The bushranger, as a rule, was an escaped convict or a criminal fleeing from justice. Sometimes he acted singly, sometimes he had a gang of followers. A cave in some out-of-the-way spot, good horses and guns, were his necessary equipment. The site of the cave was important. It needed to be near a coaching-road, so that the bushranger’s headquarters should be near to his place of business, which was to stick-up mail-coaches and rob them of gold, valuables, weapons, and ammunition. It also needed to be in a position commanding a good view, and with more than one point of entrance. Two bushrangers’ caves I remember well, one near to Armidale, on the great northern high-road. It was at the top of a lofty hill, commanding a wide view of the country. There was no outward sign of a cave even to the close observer. A great granite hill seemed to be crowned with just loose boulders. But in between those boulders was a winding passage which gave entrance to a big cave with a little fresh-water stream. A man and his horse could take shelter there.

Another famous bushranger’s cave was near Medlow, on the Blue Mountains (N.S.W.), in a position to command the Great Western Road, along which the gold from Lambing Flat and Sofala had to go to Sydney.
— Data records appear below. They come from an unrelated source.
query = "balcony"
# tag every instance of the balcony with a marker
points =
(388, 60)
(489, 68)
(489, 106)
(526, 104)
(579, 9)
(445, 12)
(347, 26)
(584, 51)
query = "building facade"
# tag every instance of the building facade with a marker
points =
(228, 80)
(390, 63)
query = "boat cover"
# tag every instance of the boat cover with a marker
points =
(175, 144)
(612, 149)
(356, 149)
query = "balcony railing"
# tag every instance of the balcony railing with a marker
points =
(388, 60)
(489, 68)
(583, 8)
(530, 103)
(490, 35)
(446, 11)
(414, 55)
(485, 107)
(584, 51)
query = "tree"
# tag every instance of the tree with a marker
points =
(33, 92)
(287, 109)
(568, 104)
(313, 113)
This was quite a perfect cave for its purpose. Climbing down a mountain gully, you came to its end, apparently, in a stream of water gushing from out a wall of rock. But behind that rock was a narrow passage leading to a cave which opened out into a little valley with another stream, and some good grass-land. To this valley the only means of access was the secret passage through the cave, which allowed a man and his horse to pass through. A gang of bushrangers kept this eyrie for many years undiscovered.
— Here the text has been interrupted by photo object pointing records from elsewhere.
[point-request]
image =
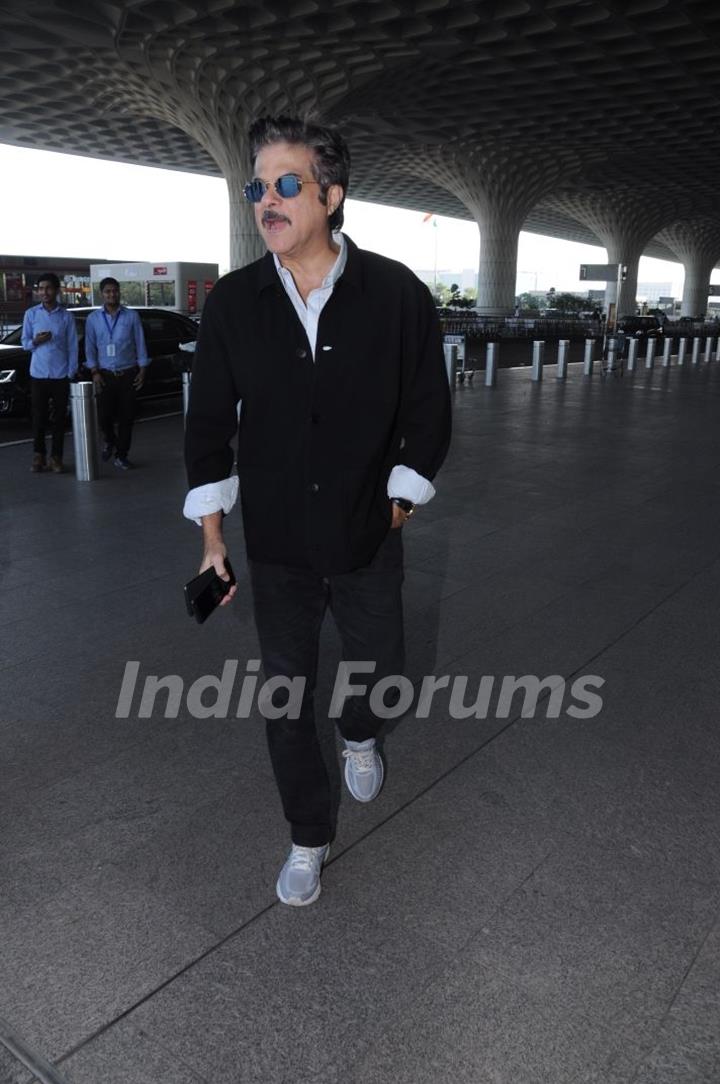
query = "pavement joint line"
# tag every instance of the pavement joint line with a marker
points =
(643, 1059)
(42, 1070)
(244, 926)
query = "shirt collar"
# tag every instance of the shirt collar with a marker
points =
(335, 271)
(350, 271)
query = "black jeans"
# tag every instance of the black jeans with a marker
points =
(116, 407)
(290, 606)
(45, 390)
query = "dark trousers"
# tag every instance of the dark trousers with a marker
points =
(116, 408)
(45, 391)
(290, 606)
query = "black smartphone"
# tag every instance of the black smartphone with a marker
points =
(206, 591)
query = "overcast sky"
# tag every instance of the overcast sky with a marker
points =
(63, 205)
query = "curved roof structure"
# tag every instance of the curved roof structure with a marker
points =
(596, 95)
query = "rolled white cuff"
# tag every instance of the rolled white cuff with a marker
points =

The latest big gang of bushrangers were the Kelly brothers, who infested Victoria. Ned Kelly was famous because he wore a suit of armour sufficiently strong to resist the rifle bullet of that day. The Kellys were finally driven to cover in a little country hotel in Victoria. They held the place against a siege by the police until the police set fire to it. Some of the gang perished in the flames. Others, including Ned Kelly himself, broke out and were shot or captured. He was hanged in Melbourne gaol.
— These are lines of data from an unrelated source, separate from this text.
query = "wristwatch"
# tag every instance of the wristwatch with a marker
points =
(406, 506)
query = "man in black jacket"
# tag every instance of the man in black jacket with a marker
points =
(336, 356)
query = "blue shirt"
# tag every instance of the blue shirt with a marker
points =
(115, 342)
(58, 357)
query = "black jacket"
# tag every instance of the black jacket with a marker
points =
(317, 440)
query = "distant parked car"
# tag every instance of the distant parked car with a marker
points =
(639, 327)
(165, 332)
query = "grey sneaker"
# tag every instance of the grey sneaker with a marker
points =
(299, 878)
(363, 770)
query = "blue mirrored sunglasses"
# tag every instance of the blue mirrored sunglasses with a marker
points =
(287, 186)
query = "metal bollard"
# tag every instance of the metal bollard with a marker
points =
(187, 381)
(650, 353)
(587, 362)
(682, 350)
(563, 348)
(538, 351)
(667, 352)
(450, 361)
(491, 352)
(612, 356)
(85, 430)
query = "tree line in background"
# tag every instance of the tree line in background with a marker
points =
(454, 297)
But this is getting far away from the Australian children’s games. It is a curious fact that when the Australian children assemble to play “Bushrangers and Bobbies,” everybody wants to be a bushranger, and the guardian of the law is looked upon as quite an inferior character. Lots decide, however, the cast. The bushrangers sally forth and stick up an imaginary coach, or rob an imaginary country bank. The “bobbies” go in pursuit, and there is a desperate mock battle, which allows of much yelling and running about, and generally causes great joy.

“Camping out” is another characteristic amusement of the Australian child. In his school holidays, parties go out, sometimes for weeks at a time, sailing around the reaches of the sea inlets, or, inland, following the course of some river, and hunting kangaroos and other game as they go. Generally adults accompany these parties, but when an Australian boy has reached the age of fifteen or sixteen he is credited with being able to look after himself, and is trusted to sail a boat and to carry a firearm. I can remember once on the way down to National Park (N.S.W.) for the Field Artillery camp, at one of the suburban stations there broke into the carriage reserved for officers, with a cheerful impudence that defied censure, a little band of boys. They had not a shoe among them, nor had anyone a whole suit of clothes. But they carried proudly fishing tackle and some rags of canvas which would help, with boughs, to build a rough shelter hut. The remainder of the train being full, they invaded the officers’ carriage and made themselves comfortable. They were out for a few days’ “camp” in the National Park. For about ten shillings they would hire a rowing-boat for three days. Railway fares would be sixpence or ninepence per head. A good deal of their food they would catch with fishing lines; bread, jam, a little bacon, and, of course, the “billy” and its tea were brought with them. This was the great yearly festival, planned probably for many weeks beforehand, calling for much thought for its accomplishment, showing the sturdy spirit which is characteristic of the young Australian.